Perhaps in a decade or two there will be no more books rolling off the presses as we move into a world of e-readers. But for me, there is nothing like reaching up to my shelf and finding the reference I’m looking for, nothing like feeling the comfortable weight of a book in my lap, nothing like knowing that in each of these volumes is a wealth of human learning, creation, and art. So that’s why, wherever I end up, I’ll have my own Plum Room, filled with these textual treasures. I like to think that Jefferson would be proud.
Nicole
In January of 2008, I took a two-week field trip to London and Bath while I was pursuing my M.A. We visited many museums and other sites of cultural significance including Beckford's Tower in Bath (Bryson mentions Beckford and his eccentricities on several occasions throughout the book). According to Bath Preservation Trust, Beckford intended for the tower to serve as a "study retreat" and as a place for Beckford to store and display his "art and rare books" collections (swell idea, Beckford!). The Tower turned out to be fascinating, but upon our arrival, I could barely get past the graveyard situated next to the tower.
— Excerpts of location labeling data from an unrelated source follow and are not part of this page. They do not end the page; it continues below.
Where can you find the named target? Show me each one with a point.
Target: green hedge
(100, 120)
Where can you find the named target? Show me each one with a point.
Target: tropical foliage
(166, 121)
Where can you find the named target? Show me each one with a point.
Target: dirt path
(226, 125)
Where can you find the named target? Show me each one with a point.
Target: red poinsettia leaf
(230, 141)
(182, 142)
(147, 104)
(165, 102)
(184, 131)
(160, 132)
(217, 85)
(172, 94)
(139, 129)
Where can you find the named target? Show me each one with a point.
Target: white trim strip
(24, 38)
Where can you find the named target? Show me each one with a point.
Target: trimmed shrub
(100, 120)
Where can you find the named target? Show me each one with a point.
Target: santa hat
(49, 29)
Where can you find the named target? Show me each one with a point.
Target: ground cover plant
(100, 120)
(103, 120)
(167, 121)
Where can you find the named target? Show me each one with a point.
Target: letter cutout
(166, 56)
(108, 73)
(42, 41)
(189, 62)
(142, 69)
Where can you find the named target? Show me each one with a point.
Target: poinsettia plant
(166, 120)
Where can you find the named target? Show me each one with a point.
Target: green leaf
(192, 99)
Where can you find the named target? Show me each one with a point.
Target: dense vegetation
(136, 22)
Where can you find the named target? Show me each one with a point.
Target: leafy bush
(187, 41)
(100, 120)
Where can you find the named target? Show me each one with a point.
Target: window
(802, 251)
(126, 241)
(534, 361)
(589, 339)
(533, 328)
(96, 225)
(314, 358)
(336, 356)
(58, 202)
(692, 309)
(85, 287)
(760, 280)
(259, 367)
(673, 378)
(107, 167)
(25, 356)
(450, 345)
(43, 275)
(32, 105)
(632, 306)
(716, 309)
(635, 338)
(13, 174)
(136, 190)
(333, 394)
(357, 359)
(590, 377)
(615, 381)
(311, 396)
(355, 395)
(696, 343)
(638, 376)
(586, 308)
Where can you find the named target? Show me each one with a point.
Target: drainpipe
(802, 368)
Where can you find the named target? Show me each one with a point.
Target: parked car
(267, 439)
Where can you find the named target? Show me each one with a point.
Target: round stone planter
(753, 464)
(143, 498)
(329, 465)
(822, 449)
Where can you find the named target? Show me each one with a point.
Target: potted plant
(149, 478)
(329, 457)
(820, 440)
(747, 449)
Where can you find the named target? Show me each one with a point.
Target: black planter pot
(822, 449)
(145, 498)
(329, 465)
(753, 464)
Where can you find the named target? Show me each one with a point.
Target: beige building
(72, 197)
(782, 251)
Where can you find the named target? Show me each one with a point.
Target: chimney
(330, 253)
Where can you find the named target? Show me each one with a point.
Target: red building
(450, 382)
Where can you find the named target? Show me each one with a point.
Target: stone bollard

Our gracious and informative host had begun her tour at the Tower, but I was mesmerized by the Lansdown Cemetery next door.
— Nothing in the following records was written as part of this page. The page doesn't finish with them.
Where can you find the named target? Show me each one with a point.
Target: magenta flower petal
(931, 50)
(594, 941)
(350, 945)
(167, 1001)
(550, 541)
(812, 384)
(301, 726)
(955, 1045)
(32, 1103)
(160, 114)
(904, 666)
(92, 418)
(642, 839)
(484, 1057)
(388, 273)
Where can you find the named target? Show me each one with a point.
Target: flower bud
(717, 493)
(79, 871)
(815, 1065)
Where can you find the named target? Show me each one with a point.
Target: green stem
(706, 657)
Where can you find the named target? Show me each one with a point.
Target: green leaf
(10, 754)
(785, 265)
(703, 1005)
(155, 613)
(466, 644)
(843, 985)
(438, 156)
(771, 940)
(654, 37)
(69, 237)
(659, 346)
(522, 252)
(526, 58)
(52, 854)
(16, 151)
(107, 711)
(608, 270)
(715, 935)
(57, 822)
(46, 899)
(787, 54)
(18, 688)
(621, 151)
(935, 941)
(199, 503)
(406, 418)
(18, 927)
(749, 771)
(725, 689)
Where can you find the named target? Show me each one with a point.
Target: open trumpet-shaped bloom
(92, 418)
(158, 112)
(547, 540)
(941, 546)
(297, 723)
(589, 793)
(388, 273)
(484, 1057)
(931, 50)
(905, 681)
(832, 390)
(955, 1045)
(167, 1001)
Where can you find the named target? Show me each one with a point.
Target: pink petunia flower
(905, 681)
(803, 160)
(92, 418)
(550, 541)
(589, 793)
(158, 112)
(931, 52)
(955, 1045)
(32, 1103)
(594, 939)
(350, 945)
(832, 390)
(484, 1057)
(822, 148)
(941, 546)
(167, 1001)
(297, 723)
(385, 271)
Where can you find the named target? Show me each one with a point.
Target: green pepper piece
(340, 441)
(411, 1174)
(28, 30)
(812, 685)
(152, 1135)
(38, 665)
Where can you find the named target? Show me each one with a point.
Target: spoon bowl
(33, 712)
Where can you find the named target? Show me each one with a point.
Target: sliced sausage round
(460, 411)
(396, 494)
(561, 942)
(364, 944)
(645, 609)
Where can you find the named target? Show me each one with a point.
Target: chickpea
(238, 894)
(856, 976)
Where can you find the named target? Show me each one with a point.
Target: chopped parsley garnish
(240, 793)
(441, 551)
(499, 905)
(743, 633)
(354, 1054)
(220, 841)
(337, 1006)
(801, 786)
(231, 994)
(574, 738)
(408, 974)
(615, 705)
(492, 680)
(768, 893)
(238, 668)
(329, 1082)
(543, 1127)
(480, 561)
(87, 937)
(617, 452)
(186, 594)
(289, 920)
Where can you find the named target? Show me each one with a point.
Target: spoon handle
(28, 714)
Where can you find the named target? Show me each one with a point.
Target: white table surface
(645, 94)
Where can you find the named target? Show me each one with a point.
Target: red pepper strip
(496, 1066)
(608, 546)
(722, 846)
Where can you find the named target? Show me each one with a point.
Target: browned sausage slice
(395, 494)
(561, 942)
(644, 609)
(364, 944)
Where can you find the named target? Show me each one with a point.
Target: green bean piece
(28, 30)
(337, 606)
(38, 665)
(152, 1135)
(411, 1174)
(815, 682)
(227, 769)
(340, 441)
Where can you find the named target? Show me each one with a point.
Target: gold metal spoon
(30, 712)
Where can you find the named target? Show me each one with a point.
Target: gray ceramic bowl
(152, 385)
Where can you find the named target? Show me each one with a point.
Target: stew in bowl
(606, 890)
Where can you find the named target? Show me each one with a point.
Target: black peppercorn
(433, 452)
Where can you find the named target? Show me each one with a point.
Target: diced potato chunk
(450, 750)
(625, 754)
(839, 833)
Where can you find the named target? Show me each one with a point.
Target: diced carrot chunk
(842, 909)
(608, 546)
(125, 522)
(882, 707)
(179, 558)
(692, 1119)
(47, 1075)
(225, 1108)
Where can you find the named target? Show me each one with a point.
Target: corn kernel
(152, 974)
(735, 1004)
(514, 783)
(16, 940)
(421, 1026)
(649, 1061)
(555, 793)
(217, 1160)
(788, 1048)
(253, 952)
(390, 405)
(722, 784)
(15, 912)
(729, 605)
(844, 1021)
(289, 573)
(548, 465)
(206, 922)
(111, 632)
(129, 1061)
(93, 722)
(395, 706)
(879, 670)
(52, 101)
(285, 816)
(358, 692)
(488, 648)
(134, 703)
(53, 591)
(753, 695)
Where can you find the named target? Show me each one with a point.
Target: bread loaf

As I snapped several photos, one of my professors called me back to the group. The cemetery remains among my favorite sites visited (however fleetingly) during those two weeks. But I never stopped to think about why.
For one, as Bryson suggests, sites for buying the dead--whether they are seventeenth- or eighteenth-century public burying grounds or private church yards or nineteenth-century park-like or landscaped cemeteries---are attractive places. In his chapter on the garden, Bryson links the nineteenth-century garden-type cemetery movement to domestic gardening and a growing interest in designing healthy outdoor recreational spaces (270-272). These ruminations brought to mind my current research on a gravestone in one of Newport, Rhode Island’s, cemeteries.
A gravestone?
Until this summer, I admit that I never thought that I would study cemeteries or grave markers. I live across from a cemetery in a sleepy town in Delaware, but until now, it was just atmosphere. I had unfairly associated others’ grave marker enthusiasm with antiquarian interests gone awry. A cemetery is a cemetery is a cemetery, I thought...until you start to look more closely at the grave marker materials, shapes, designs, and the cemetery configurations.
And the people.
In many cases, learning about the people underneath the stones would be nearly impossible if the stones did not survive. In some cases, cemeteries make private life painfully public.
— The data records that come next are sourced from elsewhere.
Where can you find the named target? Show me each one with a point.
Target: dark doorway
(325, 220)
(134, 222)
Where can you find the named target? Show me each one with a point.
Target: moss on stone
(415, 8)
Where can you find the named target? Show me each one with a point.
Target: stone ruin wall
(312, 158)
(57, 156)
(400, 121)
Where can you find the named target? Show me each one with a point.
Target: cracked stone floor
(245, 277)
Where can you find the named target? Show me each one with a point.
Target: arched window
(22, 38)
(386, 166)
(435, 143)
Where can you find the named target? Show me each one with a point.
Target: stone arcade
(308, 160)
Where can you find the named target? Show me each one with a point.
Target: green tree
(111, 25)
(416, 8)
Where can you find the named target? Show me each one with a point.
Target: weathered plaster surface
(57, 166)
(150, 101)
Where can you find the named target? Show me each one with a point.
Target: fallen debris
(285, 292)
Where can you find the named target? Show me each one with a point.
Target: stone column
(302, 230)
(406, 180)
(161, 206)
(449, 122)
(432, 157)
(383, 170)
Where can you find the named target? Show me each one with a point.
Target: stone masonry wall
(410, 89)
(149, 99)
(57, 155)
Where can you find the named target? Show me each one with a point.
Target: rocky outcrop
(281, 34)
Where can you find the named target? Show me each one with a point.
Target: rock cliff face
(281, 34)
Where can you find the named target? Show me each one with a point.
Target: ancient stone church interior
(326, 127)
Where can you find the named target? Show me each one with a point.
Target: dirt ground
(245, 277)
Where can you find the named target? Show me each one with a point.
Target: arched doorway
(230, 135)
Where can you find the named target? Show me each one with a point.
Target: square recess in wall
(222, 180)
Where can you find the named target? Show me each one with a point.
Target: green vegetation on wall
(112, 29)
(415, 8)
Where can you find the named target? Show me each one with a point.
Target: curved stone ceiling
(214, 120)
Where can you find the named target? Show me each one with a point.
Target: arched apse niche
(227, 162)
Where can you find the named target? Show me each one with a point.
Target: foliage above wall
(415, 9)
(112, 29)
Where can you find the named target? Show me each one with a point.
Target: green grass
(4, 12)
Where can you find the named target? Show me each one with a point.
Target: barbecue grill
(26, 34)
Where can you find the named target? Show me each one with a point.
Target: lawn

The most striking aspect of cemeteries is that, since many are open to the public, they serve as unique opportunities for anyone to study material culture up close and personal. No white gloves or stanchions here. Cemeteries allow interpreters of material culture to bring the public into the field (literally) to think about a range of historical themes such as everyday life and family relations, race, social status, the craft of stone-cutting and carving, commemoration practices, and how all these things change over time and are different across a single town or between two countries. Cemeteries long abandoned or minimally cared-for also present individuals and groups with opportunities to engage in preventative conservation. In short, cemeteries are ideal object study laboratories, and they can be found just about everywhere.
I did not have a chance to walk around Lansdown Cemetery that day in January. But when I return, I will do more than gape at its eerie beauty. Instead, I will think more critically about what I can learn about the past from being up close and personal among the grave markers and the people for whom they were erected.